Overwegende dat de werf die aan de grondslag ligt van de goedkeuring van dit reglement een gewestelijke werf is;

Dat bijgevolg, hoewel het huidige gewestelijke wettelijke kader de Regering niet toelaat om rechtstreeks in te grijpen op dit gemeentelijke plein, de Regering van mening is dat het Gewest de financiële last van het mechanisme dat door het gemeentelijk reglement wordt geïnstalleerd, dient te dragen (met dien verstande dat bovendien de mogelijkheden om deze kost geheel of gedeeltelijk te recupereren bij de onderneming die verantwoordelijk is voor de vertraging van de werf zullen worden onderzocht);

Op voorstel van de Minister bevoegd voor Mobiliteit en Openbare Werken en de Minister van Economie;

Na beraadslaging, Besluit :

Artikel 1.Een subsidie van een bedrag van maximum 300.000,00 euro wordt toegekend aan de Gemeente Jette.

Deze subsidie is bestemd om de uitgaven te dekken die door de Gemeente Jette worden gedaan binnen het kader van haar reglement van 28 februari 2018 betreffende de forfaitaire schadevergoeding van handelaars waarvan de activiteit op een uitzonderlijke wijze werd belemmerd door de gewestelijke werf in uitvoering op het Koningin Astridplein.

Art. 2.De subsidie wordt aangerekend op het artikel BA 17.002.27.01.4322 van de Algemene Uitgavenbegroting van het Brussels Hoofdstedelijk Gewest voor de begrotingsjaren 2018 en 2019, binnen de grenzen van de beschikbare kredieten.

De subsidie wordt beheerd door de Directie Coördinatie van de Bouwplaatsen, Gewestelijke Overheidsdienst Brussel, Brussel Mobiliteit, CCN, Vooruitgangstraat 80, bus 1, te 1035 Brussel.

Art. 3.Er zal melding gemaakt worden van de steun van het Brussels Hoofdstedelijk Gewest binnen alle communicatie omtrent het gemeentelijk besluit van 28 februari 2018 en het huidig besluit, in het bijzonder in de communicatie naar de media.

Elke schriftelijke communicatie zal het logo van het Brussels Hoofdstedelijk Gewest dragen, met inachtneming van de huisstijl van de Gewestelijke Overheidsdienst Brussel van augustus 2014.

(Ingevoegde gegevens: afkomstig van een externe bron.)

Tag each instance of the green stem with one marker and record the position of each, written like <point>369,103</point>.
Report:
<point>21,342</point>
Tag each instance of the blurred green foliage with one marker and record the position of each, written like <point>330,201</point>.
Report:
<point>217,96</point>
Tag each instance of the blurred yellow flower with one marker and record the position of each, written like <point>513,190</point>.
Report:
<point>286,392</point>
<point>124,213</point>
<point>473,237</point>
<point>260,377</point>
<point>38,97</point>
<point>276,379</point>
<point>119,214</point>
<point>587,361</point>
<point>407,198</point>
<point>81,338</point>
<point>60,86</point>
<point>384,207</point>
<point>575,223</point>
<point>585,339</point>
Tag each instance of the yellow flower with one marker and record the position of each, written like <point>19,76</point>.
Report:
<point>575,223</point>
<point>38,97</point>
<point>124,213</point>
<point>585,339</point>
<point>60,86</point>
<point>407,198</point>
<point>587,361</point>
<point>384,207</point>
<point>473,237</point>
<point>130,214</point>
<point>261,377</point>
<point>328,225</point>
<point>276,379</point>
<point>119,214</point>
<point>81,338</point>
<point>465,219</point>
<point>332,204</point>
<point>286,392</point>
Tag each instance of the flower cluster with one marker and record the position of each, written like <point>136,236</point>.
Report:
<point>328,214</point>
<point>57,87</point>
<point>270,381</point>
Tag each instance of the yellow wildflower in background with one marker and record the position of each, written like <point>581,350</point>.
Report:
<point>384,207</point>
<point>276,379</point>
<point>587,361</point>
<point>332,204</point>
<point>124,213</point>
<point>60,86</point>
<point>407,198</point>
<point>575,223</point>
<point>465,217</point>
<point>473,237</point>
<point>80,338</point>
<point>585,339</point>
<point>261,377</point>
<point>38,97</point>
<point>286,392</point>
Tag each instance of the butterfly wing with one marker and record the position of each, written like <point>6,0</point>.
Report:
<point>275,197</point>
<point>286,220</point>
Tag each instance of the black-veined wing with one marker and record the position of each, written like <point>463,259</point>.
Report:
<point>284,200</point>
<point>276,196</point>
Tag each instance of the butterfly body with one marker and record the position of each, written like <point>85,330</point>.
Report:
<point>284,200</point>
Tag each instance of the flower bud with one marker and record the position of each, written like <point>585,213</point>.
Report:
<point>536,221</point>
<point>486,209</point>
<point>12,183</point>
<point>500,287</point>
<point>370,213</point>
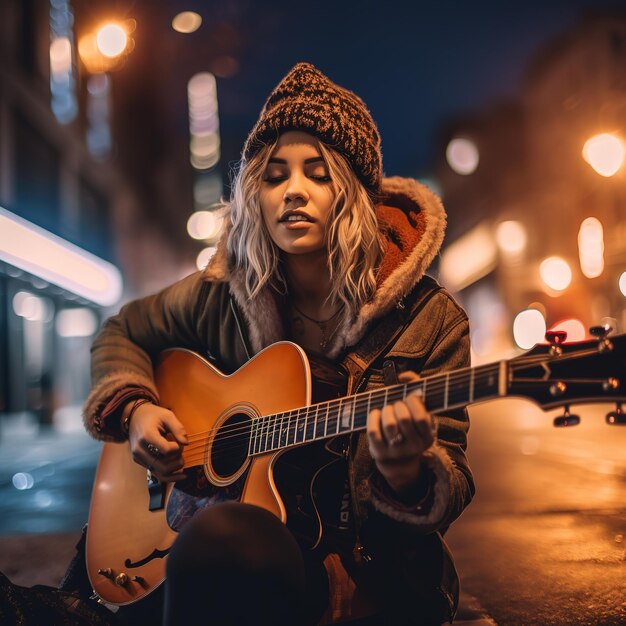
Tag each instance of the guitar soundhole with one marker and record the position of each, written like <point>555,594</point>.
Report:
<point>230,446</point>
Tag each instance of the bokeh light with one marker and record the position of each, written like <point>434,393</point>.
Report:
<point>204,224</point>
<point>462,156</point>
<point>574,328</point>
<point>205,256</point>
<point>591,247</point>
<point>111,40</point>
<point>186,22</point>
<point>605,153</point>
<point>529,328</point>
<point>556,273</point>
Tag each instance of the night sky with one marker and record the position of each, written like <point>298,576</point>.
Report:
<point>415,64</point>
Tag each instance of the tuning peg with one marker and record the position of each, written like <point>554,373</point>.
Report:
<point>567,419</point>
<point>556,338</point>
<point>600,331</point>
<point>617,417</point>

Art. 4.§ 1. De betaling van de subsidie bedoeld in het 1ste artikel gebeurt in twee schijven, op de bankrekening van de gemeentelijke administratie BE92 0910 0015 4623 : 1° een eerst schijf van 180.000,00 euro wordt onmiddellijk betaald na de bekendmaking aan de gemeente van het huidig besluit; 2° het saldo van maximum 120.000,00 euro wordt betaald na verificatie door de bevoegde rekenplichtige van een door de gemeente opgelegde schuldvordering, vergezeld van de in de § 3 bedoelde bewijsstukken. § 2. De schuldvordering is opgesteld op papier met briefhoofd en wordt gedateerd en ondertekend door een persoon die ertoe gemachtigd is de gemeente te verbinden met melding van : - de reden van de betaling, - het bedrag waarvan betaling wordt gevraagd, - het visumnummer voor vastlegging, - het bankrekeningnummer waarop dit bedrag moet worden gestort.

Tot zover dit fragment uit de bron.